Students can study Gardner to gain a better understanding of these events, their enduring legacies, and their successes and failures.
Individual Development and Identity
John Gardner has been one of the seminal thinkers on the role of the individual in society and the need for personal and national renewal. His book, "Self-Renewal" and related writings about change have helped shape the way people think about individual development. Through Gardner's life, students can analyze the way one man shaped his own identity and test his ideas against their own experiences. Classes can analyze case studies like Experience Corps and the White House Fellows Program in terms of individual development and growth throughout life. The range of Gardner's writings provide a broad range of provocative ideas relating to leadership, excellence, and self-renewal.
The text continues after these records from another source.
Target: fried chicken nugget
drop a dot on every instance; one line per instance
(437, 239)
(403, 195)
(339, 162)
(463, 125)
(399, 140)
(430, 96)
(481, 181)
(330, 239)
Individuals, Groups, and Institutions
John Gardner had a unique seat to investigate how large institutions and groups work in society. "Self-Renewal" was a call to arms for American society to nurture the talents of individuals and to recognize the need for continuous change and growth if American society is to remain vibrant. As the president of Carnegie Corporation, Secretary of Health, Education, and Welfare, and founder of Common Cause and Independent Sector, John Gardner has focused on the themes described in "Self-Renewal." His writings and ideas underscore his belief that individuals have the power and responsibility to effect change in their communities. Gardner, himself, after leaving HEW created several organizations designed to empower people to use their skills and determination to have a positive impact on others. One estimate claims that Gardner's programs have changed the lives of nearly 200 million Americans.
Students can investigate how Gardner's views on the development of leaders, personal self-renewal, and the ways institutions can spur individual growth compare with the thinking of others.
Power, Authority, and Governance/ Civic Ideas and Practices
As a counselor to five presidents and a member of Johnson's cabinet, Gardner saw power at the highest levels. He also wielded great power both as a government official and as a thinker and activist who fought against the ideas of the political establishment.
Classes can look at Gardner's involvement in government as a case study of how power and ideas can work together for change. Gardner's life also provides one model of how the individual can stand up to power despite the high cost.
The Vietnam War had a profound impact on American foreign and domestic policy. Some people argue that the War on Poverty failed because President Johnson wasted resources on the war. Gardner, himself, eventually decided the war had undermined Johnson's presidency and told him so privately just before he resigned as Secretary of HEW. This material can be used to explore the often competing obligations of public servants and the question of a person's obligation to speak out.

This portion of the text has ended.